Interview exclusive du Ministre russe des Affaires étrangères Sergueï Lavrov accordée au journaliste Ryan Chilcote de l'agence Bloomberg, à Moscou, le 2 juin 2015 :



Transcription :

Question: Il est le bras droit de Vladimir Poutine en politique étrangère et dirige le corps diplomatique russe à une période où les relations du pays avec l'Occident sont au plus bas depuis la fin de la Guerre froide. Monsieur Lavrov, merci beaucoup d'avoir accepté de nous rencontrer. Je voudrais commencer par une question sur votre récente rencontre avec le Secrétaire d’État américain John Kerry. Votre entretien, à Sotchi, a duré plusieurs heures. Puis vous vous êtes entretenus tous les deux avec le Président russe. De quoi s'agissait-il? Peut-on y voir le début d'une détente dans les relations entre la Russie et les États-Unis?

Sergueï Lavrov: Je pense que l'approche réaliste prend aujourd'hui le dessus. J'ai été un peu surpris de l'attention accordée aux entretiens de John Kerry avec le chef de l’État russe et moi-même, qui ont duré plusieurs heures. En 2014 – l'année de la crise en Ukraine qui a été instrumentalisée par certains pour tenter de saper les relations entre la Russie et l'Occident - j'avais rencontré John Kerry 17 fois, c'est-à-dire plus que tous les autres de mes homologues. Et chacun de nos entretiens avait duré plusieurs heures. Il s'agissait de pourparlers sur la Syrie, le Yémen, l'Irak, l'Afghanistan et, bien sûr, l'Ukraine. Le fait que le dernier cycle de négociations se soit tenu en Russie est agréable, mais plutôt symbolique.

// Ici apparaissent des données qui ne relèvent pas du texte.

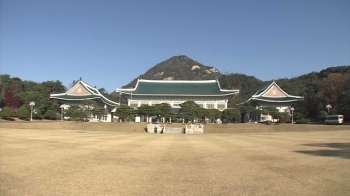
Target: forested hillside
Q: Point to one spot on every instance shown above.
(329, 86)
(178, 68)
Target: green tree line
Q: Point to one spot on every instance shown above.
(327, 87)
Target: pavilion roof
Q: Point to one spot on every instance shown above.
(274, 93)
(177, 88)
(82, 91)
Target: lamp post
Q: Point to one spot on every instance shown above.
(292, 109)
(62, 109)
(328, 107)
(105, 116)
(32, 103)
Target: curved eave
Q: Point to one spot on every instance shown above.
(184, 95)
(277, 100)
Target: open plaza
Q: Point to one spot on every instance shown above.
(72, 158)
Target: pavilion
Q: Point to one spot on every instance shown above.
(272, 96)
(82, 91)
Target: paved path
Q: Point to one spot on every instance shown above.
(44, 162)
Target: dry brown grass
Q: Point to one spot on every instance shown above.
(140, 127)
(70, 158)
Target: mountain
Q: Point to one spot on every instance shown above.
(178, 68)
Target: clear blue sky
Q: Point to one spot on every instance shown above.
(109, 42)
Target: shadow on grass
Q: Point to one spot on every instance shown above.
(340, 150)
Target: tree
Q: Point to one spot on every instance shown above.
(23, 112)
(49, 87)
(231, 113)
(6, 113)
(190, 110)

Question: C'est exactement l'objet de ma question, parce que je pense que ce n'est pas le temps passé ensemble qui compte, mais la qualité, n'est-ce pas? En 2009 a eu lieu le fameux "redémarrage" dans les relations russo-américaines, qui n'a pas apporté de résultats particuliers, comme vous le savez. Vous avez dit que ce que nous observions aujourd'hui dans les relations russo-américaines n'était pas un redémarrage. Pourquoi?

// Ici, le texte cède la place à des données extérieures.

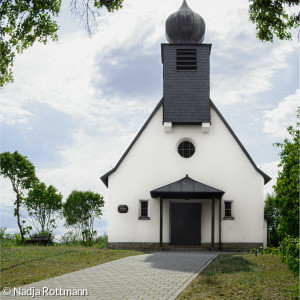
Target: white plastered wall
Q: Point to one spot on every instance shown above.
(153, 162)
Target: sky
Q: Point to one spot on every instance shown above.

Sergueï Lavrov: Le redémarrage, dans sa version initiale, n'était pas notre invention mais celle d'Hillary Clinton et de l'administration d'Obama. Avec George W. Bush, Vladimir Poutine avait de très bonnes relations personnelles et moi avec Condoleezza Rice. Mais pour une raison que j'ignore ces bonnes relations ne se sont pas reflétées dans la pratique politique. Et quand Barack Obama est devenu président, son administration a réévalué l'état des relations bilatérales avec la Russie. Ils ont décidé qu'il était bien plus avantageux d'avoir une approche ouverte. Il y a eu un redémarrage de la politique américaine vis-à-vis de la Russie. C'est à cette époque qu'est apparue la Commission présidentielle avec, il me semble, 21 groupes de travail chargés de toutes les sphères d'activité. Puis tout s'est soudainement arrêté, parce que nous ne pouvions pas accepter et n'avons pas accepté le coup d’État en Ukraine qui a été activement soutenu et salué aux USA.

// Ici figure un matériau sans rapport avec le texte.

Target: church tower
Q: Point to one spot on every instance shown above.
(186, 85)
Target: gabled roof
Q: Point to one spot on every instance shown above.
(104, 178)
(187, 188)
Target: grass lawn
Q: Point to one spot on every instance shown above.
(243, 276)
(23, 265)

Je pense qu'aujourd'hui nos relations sont parfaitement réalistes. Le Président Poutine communique parfois avec le Président Obama par téléphone. Ces conversations sont très pragmatiques. Ils évoquent les axes de coopération concrets et mutuellement bénéfiques. Avec John Kerry, nous faisons la même chose mais à un niveau bien plus détaillé. Je ne dirais pas que c'est un nouveau redémarrage, mais une prise de conscience de la nécessité de revenir à des relations normales.

Question: En parlant de cette nécessité de revenir à des relations normales, une politique réelle, ainsi qu'à la coopération sur les sujets où il est possible de trouver un terrain d'entente… Vous avez dit que la Syrie faisait partie des thèmes évoqués. La semaine dernière vous avez appelé les USA à coopérer avec Bachar Al-Assad en Syrie pour combattre l’État islamique. C'est une bonne idée, mais elle a été immédiatement rejetée par les USA. Pouvez-vous nommer un domaine, hormis les négociations de paix – laissons pour l'instant cette rhétorique – où la Russie coopère réellement avec les USA dans la lutte contre l'EI?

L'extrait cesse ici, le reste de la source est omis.